While the overall rate of death has flattened in recent weeks, health experts have expressed concerns about record numbers of new cases in countries like the United States, India and Brazil, as well as new outbreaks in parts of Asia.

North America, Latin America and Europe each account for around 25 per cent of cases, while Asia and the Middle East have around 11 per cent and nine per cent respectively, according to the Reuters tally, which uses government reports. 

The pandemic has now entered a new phase, with India and Brazil battling outbreaks of over 10,000 cases a day, putting a major strain on resources. 

The two countries accounted for over a third of all new cases in the past week. Brazil reported a record 54,700 new cases on 19th June. Some researchers said the death toll in Latin America could rise to over 380,000 by October, from around 100,000 last week.

The total number of cases continued to increase at a rate of between one to two per cent a day in the past week, down from rates above 10 per cent in March.

Countries including China, New Zealand and Australia have seen new outbreaks in the past month, despite largely quashing local transmission.

In Beijing, where hundreds of new cases were linked to an agricultural market, testing capacity has been ramped up to 300,000 a day. 

The United States, which has reported the most cases of any country at more than 2.5 million, managed to slow the spread of the virus in May, only to see it expand in recent weeks to rural areas and other places that were previously unaffected.

Death rate
More than 4,700 people are dying every 24 hours from COVID-19-linked illness, according to Reuters calculations based on an average from 1st to 27th June.

That equates to 196 people per hour, or one person every 18 seconds. 

About one-quarter of all the deaths so far have been in the United States, the Reuters data shows. The recent surge in cases have been most pronounced in a handful of southern and western states that reopened earlier and more aggressively.

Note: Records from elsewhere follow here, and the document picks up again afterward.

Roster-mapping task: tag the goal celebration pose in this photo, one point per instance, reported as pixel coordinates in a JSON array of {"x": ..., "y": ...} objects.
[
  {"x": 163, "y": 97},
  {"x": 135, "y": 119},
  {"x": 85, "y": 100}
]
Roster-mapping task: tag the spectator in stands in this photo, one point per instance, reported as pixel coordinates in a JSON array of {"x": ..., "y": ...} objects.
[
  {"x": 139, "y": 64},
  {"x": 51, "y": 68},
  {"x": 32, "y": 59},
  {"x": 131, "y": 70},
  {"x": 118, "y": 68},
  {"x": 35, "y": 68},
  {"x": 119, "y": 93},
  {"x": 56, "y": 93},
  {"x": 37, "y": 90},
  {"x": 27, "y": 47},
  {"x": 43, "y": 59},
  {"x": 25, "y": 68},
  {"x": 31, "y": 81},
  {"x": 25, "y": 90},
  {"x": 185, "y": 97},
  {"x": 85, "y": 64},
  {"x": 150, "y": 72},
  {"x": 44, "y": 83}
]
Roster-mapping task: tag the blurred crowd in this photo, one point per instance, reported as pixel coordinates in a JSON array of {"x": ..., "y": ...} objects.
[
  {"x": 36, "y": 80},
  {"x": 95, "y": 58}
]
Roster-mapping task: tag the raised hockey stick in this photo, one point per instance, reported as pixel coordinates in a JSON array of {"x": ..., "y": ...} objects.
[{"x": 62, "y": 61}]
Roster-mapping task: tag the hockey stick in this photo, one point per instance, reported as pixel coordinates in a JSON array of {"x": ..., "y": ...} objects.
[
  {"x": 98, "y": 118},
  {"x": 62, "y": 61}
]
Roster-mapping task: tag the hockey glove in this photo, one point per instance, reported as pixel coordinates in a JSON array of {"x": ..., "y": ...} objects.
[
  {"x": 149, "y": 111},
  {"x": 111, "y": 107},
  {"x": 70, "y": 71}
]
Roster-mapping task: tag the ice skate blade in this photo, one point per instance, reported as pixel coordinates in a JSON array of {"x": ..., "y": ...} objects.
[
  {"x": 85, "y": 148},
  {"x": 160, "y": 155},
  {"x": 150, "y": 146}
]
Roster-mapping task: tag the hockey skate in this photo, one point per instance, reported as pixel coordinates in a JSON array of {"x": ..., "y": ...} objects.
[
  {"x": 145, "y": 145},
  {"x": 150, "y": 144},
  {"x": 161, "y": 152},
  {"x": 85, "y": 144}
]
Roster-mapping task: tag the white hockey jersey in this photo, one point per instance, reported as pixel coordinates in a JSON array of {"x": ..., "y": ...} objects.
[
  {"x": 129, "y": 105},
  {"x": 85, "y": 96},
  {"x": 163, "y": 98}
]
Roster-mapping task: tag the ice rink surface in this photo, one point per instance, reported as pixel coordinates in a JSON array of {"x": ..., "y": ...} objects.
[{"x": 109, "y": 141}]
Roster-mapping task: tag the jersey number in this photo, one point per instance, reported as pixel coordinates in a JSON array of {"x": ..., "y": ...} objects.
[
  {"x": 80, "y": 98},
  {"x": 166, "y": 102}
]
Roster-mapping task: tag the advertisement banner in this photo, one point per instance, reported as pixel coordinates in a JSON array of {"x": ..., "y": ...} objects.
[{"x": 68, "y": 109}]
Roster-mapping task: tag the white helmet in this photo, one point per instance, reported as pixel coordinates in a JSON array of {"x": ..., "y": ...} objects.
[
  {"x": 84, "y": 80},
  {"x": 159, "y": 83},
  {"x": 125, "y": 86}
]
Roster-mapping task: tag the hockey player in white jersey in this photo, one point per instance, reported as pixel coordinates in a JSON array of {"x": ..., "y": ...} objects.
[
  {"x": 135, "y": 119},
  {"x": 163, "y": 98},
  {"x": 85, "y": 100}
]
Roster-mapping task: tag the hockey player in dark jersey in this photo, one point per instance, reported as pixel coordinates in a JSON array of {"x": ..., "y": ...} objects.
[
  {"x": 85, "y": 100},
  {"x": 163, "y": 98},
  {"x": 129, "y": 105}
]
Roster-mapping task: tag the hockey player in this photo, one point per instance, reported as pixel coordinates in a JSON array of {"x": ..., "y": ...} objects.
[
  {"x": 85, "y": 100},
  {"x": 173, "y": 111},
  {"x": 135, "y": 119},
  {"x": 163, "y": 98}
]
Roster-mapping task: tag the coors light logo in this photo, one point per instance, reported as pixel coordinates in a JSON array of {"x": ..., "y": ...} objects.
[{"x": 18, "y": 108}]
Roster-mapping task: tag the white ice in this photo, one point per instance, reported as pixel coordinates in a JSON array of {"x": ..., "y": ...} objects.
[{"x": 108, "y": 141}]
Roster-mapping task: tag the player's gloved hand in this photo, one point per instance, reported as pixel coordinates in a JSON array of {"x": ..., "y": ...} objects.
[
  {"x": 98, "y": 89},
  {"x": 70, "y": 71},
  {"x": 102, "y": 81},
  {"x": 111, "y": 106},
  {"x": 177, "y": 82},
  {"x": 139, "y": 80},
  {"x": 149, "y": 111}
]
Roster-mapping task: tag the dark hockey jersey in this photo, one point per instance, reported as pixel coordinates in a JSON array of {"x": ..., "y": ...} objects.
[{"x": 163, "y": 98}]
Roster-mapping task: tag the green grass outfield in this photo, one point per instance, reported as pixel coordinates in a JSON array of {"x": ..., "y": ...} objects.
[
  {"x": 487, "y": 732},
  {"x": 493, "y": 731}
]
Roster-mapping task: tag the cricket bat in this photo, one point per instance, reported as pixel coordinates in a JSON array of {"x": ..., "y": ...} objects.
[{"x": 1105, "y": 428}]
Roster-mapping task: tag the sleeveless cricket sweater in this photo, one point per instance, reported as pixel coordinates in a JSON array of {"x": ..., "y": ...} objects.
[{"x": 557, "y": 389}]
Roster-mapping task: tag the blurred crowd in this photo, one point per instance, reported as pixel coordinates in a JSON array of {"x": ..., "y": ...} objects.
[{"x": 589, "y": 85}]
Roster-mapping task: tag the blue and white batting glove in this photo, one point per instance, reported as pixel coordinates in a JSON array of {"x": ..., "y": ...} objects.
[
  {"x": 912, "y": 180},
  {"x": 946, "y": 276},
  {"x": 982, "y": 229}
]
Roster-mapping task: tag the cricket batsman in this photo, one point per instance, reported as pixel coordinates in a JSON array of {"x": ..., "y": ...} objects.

The first recorded death from the new virus was on 9th January, a 61-year-old man from the Chinese city of Wuhan who was a regular shopper at a wet market that has been identified as the source of the outbreak.

In just five months, the COVID-19 death toll is now equal to the number of people who die annually from malaria, one of the most deadly infectious diseases.

The death rate averages out to 78,000 per month, compared with 64,000 AIDS-related deaths and 36,000 malaria deaths, according to 2018 figures from the World Health Organization.

Changing burial rites
The high number of deaths has led to changes to traditional and religious burial rites around the world, with morgues and funeral businesses overwhelmed and loved ones often barred from bidding farewell in person.

In Israel, the custom of washing the bodies of Muslim deceased is not permitted, and instead of being shrouded in cloth, they must be wrapped in a plastic body bag. The Jewish tradition of Shiva where people go to the home of mourning relatives for seven days has also been disrupted.

In Italy, Catholics have been buried without funerals or a blessing from a priest. In New York, city crematories were working overtime, burning bodies into the night as officials scouted for temporary interment sites. 

In Iraq, former militiamen have dropped their guns to instead dig graves for coronavirus victims at a specially created cemetery. They have learned how to conduct Christian, as well as Muslim, burials.

Elderly at risk
Public health experts are looking at how demographics affect the death rates in different regions. Some European countries with older populations have reported higher fatality rates, for instance.

An April report by the European Centre for Disease Prevention and Control looked at over 300,000 cases in 20 countries and found that about 46 per cent of all fatalities were over the age of 80. 

In Indonesia, hundreds of children are believed to have died, a development health officials have attributed to malnutrition, anaemia and inadequate child health facilities.